Een alliantie is een professionele 'samenwerkingsrelatie' waarbij het 'klikt' tussen ouders en hulpverlener. Ook is er overeenstemming over de doelen en aanpak van de ondersteuning of hulp. Volgens De Greef draagt een goede samenwerking tussen ouders en hulpverleners positief bij aan de effectiviteit van ambulante gezinshulpverlening.

Allianties waren vaak beter als de ouders niet eerder vergelijkbare hulp hebben gehad en als ouders en hulpverleners positieve verwachtingen hebben. Daarom is het zinvol om de ervaring van ouders met eerdere hulpverlening en hun verwachtingen te bespreken. Overigens ervaren ouders de kwaliteit van de samenwerking vaak anders dan hulpverleners. Daarom is het volgens De Greef belangrijk dat hulpverleners nagaan hoe ouders de samenwerking ervaren, feedback vragen en eventueel verbeteringen doorvoeren.

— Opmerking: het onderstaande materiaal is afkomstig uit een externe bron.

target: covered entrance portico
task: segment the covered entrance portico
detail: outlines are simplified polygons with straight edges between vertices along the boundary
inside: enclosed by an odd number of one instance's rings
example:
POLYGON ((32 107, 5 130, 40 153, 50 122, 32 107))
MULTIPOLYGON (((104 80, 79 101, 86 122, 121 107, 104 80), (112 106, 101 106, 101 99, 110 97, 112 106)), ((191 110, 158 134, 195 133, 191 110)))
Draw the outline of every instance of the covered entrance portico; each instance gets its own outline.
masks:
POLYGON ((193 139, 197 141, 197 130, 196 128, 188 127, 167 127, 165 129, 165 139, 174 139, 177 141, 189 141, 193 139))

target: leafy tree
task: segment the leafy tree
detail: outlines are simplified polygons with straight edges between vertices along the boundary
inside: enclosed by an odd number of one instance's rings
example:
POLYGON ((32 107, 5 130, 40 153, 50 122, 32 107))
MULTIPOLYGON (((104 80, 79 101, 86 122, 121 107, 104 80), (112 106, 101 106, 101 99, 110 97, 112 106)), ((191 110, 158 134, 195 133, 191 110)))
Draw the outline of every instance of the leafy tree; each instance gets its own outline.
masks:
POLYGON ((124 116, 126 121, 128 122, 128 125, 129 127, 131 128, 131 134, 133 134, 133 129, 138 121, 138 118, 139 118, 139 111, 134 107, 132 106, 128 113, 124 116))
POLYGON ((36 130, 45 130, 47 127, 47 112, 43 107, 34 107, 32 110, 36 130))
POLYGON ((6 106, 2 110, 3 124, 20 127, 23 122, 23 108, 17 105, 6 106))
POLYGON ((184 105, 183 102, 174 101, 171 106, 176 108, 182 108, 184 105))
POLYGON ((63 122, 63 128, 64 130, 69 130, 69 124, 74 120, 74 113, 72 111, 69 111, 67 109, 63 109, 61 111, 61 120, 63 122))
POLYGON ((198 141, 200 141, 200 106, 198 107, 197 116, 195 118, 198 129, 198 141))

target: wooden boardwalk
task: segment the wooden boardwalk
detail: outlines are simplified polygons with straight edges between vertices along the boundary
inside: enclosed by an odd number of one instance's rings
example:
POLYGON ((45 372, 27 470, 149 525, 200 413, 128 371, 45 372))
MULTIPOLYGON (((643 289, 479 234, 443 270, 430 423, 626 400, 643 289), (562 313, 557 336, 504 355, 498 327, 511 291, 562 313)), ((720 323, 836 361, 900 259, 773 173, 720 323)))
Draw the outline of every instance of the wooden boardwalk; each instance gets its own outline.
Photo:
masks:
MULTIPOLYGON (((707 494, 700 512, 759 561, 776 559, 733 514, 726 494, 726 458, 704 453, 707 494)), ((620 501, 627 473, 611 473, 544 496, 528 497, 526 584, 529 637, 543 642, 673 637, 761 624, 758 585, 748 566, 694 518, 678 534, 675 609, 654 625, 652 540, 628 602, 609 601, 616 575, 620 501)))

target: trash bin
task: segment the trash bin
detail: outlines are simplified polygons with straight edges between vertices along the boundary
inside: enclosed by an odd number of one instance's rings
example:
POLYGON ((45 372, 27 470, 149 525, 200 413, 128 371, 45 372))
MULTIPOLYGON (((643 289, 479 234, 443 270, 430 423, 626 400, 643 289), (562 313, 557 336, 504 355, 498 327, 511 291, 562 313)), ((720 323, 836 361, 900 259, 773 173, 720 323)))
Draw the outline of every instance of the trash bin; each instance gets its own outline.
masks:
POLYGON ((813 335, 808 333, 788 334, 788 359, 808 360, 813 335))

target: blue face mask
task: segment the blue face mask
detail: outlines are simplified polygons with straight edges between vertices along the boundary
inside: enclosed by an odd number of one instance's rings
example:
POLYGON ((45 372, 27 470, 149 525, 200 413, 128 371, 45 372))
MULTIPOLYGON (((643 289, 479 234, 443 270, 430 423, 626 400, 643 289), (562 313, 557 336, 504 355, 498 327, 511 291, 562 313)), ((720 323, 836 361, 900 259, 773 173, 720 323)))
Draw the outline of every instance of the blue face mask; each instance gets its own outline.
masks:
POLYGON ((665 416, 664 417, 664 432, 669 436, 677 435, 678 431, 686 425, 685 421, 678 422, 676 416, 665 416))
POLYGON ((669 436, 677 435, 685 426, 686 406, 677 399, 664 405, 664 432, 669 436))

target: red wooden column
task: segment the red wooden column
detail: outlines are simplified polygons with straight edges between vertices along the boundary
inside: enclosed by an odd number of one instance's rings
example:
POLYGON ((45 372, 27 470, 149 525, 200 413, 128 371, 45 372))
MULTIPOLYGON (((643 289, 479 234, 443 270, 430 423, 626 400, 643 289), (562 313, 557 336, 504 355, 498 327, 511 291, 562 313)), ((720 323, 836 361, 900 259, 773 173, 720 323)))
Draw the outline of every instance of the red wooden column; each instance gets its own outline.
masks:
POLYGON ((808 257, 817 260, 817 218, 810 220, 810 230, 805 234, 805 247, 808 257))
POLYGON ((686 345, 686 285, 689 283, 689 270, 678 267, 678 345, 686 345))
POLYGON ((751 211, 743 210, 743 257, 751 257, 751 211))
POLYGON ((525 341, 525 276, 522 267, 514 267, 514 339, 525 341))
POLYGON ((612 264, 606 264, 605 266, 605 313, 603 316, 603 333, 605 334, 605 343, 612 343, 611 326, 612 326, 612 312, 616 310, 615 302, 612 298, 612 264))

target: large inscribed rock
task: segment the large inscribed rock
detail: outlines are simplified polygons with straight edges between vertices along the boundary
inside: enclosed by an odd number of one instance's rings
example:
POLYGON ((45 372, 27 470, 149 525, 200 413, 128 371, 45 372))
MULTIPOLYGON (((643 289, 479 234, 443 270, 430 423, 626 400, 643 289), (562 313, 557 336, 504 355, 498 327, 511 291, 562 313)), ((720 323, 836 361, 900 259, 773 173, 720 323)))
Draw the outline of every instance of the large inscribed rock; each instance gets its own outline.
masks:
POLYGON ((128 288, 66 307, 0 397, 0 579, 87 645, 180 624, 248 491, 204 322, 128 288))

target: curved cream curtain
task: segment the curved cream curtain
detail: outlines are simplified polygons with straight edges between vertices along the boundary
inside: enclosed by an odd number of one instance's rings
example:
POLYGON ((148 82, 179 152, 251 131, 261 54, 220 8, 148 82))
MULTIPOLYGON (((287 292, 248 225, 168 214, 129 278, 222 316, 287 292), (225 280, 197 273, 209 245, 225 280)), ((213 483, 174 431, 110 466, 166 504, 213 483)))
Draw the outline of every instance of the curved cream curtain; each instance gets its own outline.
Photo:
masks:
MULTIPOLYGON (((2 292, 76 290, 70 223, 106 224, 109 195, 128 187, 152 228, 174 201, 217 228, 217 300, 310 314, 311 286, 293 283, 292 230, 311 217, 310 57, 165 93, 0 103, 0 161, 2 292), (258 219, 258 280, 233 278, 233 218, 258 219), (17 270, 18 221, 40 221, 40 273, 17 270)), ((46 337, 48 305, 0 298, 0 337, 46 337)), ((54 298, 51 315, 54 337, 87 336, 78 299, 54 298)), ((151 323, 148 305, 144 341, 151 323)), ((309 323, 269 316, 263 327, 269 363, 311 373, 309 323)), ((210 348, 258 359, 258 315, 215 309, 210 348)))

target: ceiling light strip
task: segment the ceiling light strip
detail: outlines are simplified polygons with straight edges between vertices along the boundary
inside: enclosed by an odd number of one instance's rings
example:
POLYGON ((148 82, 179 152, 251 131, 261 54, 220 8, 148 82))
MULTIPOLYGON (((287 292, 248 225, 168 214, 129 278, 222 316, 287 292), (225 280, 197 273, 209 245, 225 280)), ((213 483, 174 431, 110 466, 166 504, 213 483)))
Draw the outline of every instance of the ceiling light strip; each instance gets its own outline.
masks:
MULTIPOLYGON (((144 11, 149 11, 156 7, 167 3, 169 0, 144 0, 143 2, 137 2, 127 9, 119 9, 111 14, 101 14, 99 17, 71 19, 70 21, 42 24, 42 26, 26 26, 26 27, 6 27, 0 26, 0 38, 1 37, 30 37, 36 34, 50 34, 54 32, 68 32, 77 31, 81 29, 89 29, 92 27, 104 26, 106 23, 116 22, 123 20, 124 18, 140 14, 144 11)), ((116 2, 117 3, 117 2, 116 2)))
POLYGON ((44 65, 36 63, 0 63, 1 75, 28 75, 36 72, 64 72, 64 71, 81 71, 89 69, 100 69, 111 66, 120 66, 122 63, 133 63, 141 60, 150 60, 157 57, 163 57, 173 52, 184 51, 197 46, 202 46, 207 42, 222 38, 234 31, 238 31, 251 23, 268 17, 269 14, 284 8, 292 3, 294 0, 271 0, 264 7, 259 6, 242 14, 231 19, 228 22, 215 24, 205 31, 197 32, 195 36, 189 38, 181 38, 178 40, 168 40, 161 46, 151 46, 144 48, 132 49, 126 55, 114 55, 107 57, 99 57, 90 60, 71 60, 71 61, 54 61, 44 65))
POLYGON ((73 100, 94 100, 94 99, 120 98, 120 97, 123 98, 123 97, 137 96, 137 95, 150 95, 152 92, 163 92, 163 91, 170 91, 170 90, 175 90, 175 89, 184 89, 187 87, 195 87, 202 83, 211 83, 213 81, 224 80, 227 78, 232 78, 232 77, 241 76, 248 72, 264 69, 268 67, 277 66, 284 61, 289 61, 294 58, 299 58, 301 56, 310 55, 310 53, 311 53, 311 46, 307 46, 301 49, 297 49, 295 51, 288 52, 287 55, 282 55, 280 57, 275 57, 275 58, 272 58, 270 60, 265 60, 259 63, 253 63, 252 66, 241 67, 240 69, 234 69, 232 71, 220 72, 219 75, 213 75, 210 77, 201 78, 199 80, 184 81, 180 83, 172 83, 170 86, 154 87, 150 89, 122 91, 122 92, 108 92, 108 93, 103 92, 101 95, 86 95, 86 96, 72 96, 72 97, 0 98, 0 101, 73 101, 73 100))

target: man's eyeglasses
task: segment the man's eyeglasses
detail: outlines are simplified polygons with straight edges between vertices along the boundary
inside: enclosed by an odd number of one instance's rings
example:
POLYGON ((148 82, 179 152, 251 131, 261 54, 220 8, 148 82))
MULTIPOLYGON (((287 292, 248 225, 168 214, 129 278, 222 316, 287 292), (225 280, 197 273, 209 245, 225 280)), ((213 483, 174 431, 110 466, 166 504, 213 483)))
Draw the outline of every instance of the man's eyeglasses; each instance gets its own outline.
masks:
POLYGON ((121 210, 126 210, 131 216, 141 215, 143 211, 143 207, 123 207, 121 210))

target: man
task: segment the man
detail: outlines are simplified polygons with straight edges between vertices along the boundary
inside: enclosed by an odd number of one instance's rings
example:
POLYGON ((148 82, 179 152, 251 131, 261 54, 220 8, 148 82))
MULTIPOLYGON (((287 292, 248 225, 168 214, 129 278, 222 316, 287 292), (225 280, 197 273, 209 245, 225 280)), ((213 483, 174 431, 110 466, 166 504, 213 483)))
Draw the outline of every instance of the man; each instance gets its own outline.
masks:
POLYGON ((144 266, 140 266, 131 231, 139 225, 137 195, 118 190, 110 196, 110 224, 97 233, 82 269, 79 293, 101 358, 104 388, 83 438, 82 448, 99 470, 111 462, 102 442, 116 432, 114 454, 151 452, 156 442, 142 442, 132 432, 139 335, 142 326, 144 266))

Inge Bastiaanssen, medewerker van het Nederlands Jeugdinstituut: 'Een goede alliantie is een belangrijke voorwaarde voor het bereiken van resultaten met kinderen en gezinnen. Naast dat het persoonlijk moet klikken, is het ook belangrijk om samen te beslissen over passende hulp. Waarbij je ook de juiste interventies of elementen van interventies moet inzetten om het probleem gericht op te lossen. Want wanneer je niet gericht intervenieert, kan dit weer een negatieve uitwerking hebben op de werkrelatie en het uiteindelijke resultaat. Uit wetenschappelijk onderzoek, de praktijk en ervaringen van jongeren en ouders blijkt dat alleen een goede band tussen professionals, kinderen en ouders niet genoeg is om resultaten te bereiken.'

Bron: Hogeschool van Arnhem en Nijmegen (HAN)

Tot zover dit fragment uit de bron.